Había hecho una tesis sobre un tema de estudio muy actual; en ese tiempo, apenas hacía unos cuántos años que se había descubierto que los ácidos nucleicos eran la base de toda la herencia.

La tesis tenía las componentes de la fisiología, la bioquímica y la genética, y había sido dirigida por un químico extraordinario del Instituto de Biología, el doctor Juan Roca Olivé. Pero no conseguí chamba ni tampoco la beca para estudiar la maestría en Europa. De hecho, en 1956, poco antes de recibirme de biólogo, solicité una beca para estudiar una maestría en Estados Unidos, a través del Instituto de Educación Internacional.
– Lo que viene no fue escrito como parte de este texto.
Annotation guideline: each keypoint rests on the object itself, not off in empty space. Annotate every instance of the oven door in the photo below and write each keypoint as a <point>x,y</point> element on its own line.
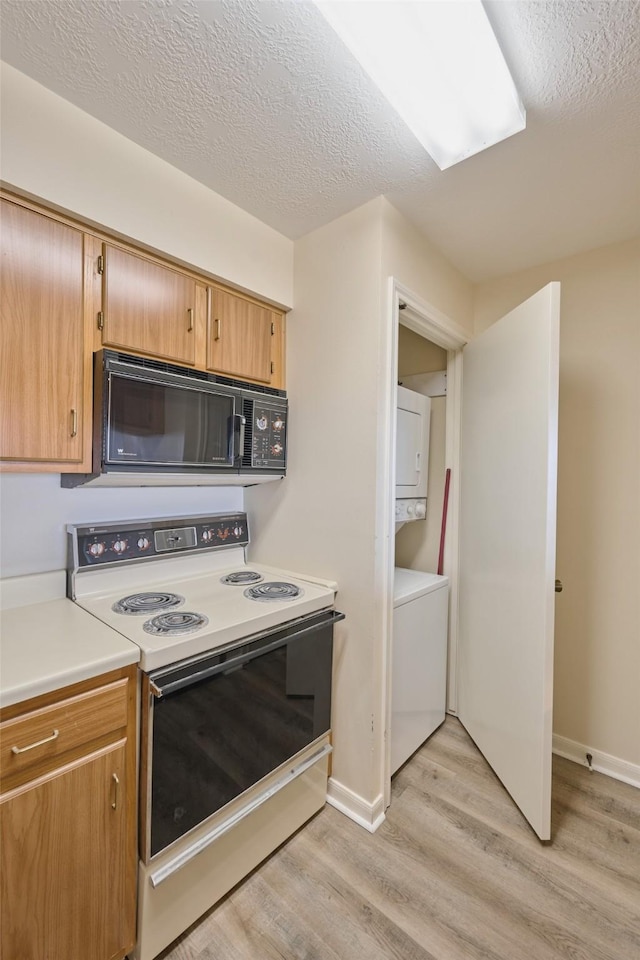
<point>219,724</point>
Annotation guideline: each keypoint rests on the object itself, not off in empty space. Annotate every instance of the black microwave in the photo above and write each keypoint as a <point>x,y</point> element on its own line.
<point>156,423</point>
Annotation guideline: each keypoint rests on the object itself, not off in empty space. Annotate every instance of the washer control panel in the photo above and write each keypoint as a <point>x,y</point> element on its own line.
<point>411,508</point>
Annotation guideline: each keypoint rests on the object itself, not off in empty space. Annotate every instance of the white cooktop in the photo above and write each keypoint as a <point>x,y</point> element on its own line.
<point>231,615</point>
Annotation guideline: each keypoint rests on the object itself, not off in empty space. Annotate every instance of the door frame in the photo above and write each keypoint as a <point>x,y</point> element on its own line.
<point>427,321</point>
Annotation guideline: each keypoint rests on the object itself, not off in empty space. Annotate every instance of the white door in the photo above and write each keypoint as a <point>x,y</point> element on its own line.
<point>507,548</point>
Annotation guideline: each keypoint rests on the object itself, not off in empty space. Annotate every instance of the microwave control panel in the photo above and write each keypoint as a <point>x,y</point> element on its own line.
<point>269,435</point>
Como requisito, me pidieron tomar y pasar un curso de inglés en el Instituto Mexicano Norteamericano de Relaciones Culturales. Así lo hice e ingresé mi solicitud para cursar una maestría en Fitoquímica en la Universidad de Fordham, en Nueva York. Desafortunadamente no fui aceptado. Luego, el doctor Juan Roca Olivé me comentó que Raúl Ondarza Vidaurreta, que había hecho su tesis con él, consiguió una beca para estudiar en Gran Bretaña. Me sugirió ir al Consejo Británico a fin de solicitarla para estudiar las enzimas de los ácidos nucleicos (tema de mi tesis) y así lo hice.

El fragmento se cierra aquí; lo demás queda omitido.